Numerical 3-dimensional matching is an NP-complete decision problem. It is given by three multisets of integers ${\displaystyle X}$, ${\displaystyle Y}$ and ${\displaystyle Z}$, each containing ${\displaystyle k}$ elements, and a bound ${\displaystyle b}$. The goal is to select a subset ${\displaystyle M}$ of ${\displaystyle X\times Y\times Z}$ such that every integer in ${\displaystyle X}$, ${\displaystyle Y}$ and ${\displaystyle Z}$ occurs exactly once and that for every triple ${\displaystyle (x,y,z)}$ in the subset ${\displaystyle x+y+z=b}$ holds.

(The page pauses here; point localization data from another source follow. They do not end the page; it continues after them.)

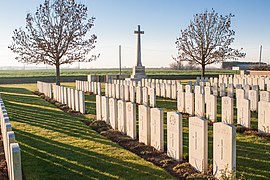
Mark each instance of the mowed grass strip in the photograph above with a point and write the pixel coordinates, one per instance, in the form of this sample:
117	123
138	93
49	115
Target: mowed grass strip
252	152
56	145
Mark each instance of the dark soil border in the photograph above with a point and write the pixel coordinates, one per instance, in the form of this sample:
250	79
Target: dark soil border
3	163
179	169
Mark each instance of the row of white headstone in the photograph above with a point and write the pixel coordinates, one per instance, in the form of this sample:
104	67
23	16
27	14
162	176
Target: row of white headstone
140	95
121	115
205	105
11	148
45	88
243	80
73	98
89	86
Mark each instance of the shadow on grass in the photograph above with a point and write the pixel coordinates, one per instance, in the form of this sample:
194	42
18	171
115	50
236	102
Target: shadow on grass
56	145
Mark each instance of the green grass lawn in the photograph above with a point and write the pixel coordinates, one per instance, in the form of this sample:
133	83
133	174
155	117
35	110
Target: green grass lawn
57	145
253	152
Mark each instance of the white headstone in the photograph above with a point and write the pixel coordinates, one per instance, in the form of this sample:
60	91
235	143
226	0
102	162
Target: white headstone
105	109
224	149
113	113
253	97
174	90
265	96
152	99
189	103
122	116
181	101
132	94
144	125
127	93
98	107
198	143
243	113
211	108
131	119
227	110
240	94
168	91
139	95
263	117
157	130
199	105
174	135
82	102
145	95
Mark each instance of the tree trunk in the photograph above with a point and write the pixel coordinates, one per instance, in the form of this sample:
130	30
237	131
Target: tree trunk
57	66
203	70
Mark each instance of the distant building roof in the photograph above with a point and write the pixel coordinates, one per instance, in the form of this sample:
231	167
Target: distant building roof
241	65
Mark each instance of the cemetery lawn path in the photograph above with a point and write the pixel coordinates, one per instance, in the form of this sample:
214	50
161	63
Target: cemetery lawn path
57	145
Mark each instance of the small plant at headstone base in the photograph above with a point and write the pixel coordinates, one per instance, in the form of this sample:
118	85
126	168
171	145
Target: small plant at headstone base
99	126
260	67
226	174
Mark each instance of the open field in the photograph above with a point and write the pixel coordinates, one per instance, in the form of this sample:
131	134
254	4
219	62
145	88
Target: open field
32	76
84	72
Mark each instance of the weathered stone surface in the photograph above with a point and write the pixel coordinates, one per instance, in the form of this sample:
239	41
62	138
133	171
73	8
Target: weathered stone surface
144	125
224	149
174	135
157	130
198	143
227	110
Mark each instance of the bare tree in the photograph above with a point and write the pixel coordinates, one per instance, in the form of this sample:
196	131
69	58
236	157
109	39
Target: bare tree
207	40
176	65
56	34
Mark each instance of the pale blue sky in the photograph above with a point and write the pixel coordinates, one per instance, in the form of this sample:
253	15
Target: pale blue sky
161	21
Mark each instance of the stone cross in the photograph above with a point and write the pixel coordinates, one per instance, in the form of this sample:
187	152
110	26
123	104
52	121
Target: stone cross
139	32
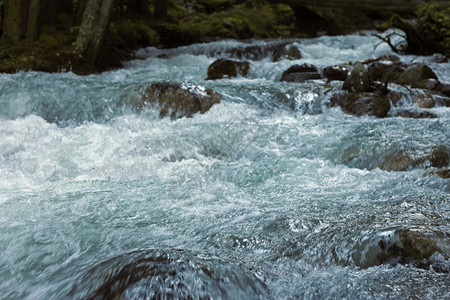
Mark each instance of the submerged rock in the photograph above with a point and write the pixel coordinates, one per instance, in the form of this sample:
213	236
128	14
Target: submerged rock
415	75
383	72
358	80
414	114
227	68
335	73
443	173
403	160
257	52
359	104
179	100
289	52
444	89
414	246
300	73
425	101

This problem is labeled as [SP16] in.^[1]

Example

Take ${\displaystyle X=\{3,4,4\}}$, ${\displaystyle Y=\{1,4,6\}}$ and ${\displaystyle Z=\{1,2,5\}}$, and ${\displaystyle b=10}$. This instance has a solution, namely ${\displaystyle \{(3,6,1),(4,4,2),(4,1,5)\}}$. Note that each triple sums to ${\displaystyle b=10}$. The set ${\displaystyle \{(3,6,1),(3,4,2),(4,1,5)\}}$ is not a solution for several reasons: not every number is used (a ${\displaystyle 4\in X}$ is missing), a number is used too often (the ${\displaystyle 3\in X}$) and not every triple sums to ${\displaystyle b}$ (since ${\displaystyle 3+4+2=9\ne b=10}$). However, there is at least one solution to this problem, which is the property we are interested in with decision problems. If we would take ${\displaystyle b=11}$ for the same ${\displaystyle X}$, ${\displaystyle Y}$ and ${\displaystyle Z}$, this problem would have no solution (all numbers sum to ${\displaystyle 30}$, which is not equal to ${\displaystyle k\cdot b=33}$ in this case).

Related problems

Every instance of the Numerical 3-dimensional matching problem is an instance of both the 3-partition problem, and the 3-dimensional matching problem.

Proof of NP-completeness

NP-completeness of the 3-partition problem is stated by Garey and Johnson in "Computers and Intractability; A Guide to the Theory of NP-Completeness".^[1] It is done by a reduction from 3-dimensional matching via 4-partition. To prove NP-completeness of the numerical 3-dimensional matching, the proof is similar, but a reduction from 3-dimensional matching via the numerical 4-dimensional matching problem should be used.

References

43 year old Petroleum Engineer Harry from Deep River, usually spends time with hobbies and interests like renting movies, property developers in singapore new condominium and vehicle racing. Constantly enjoys going to destinations like Camino Real de Tierra Adentro.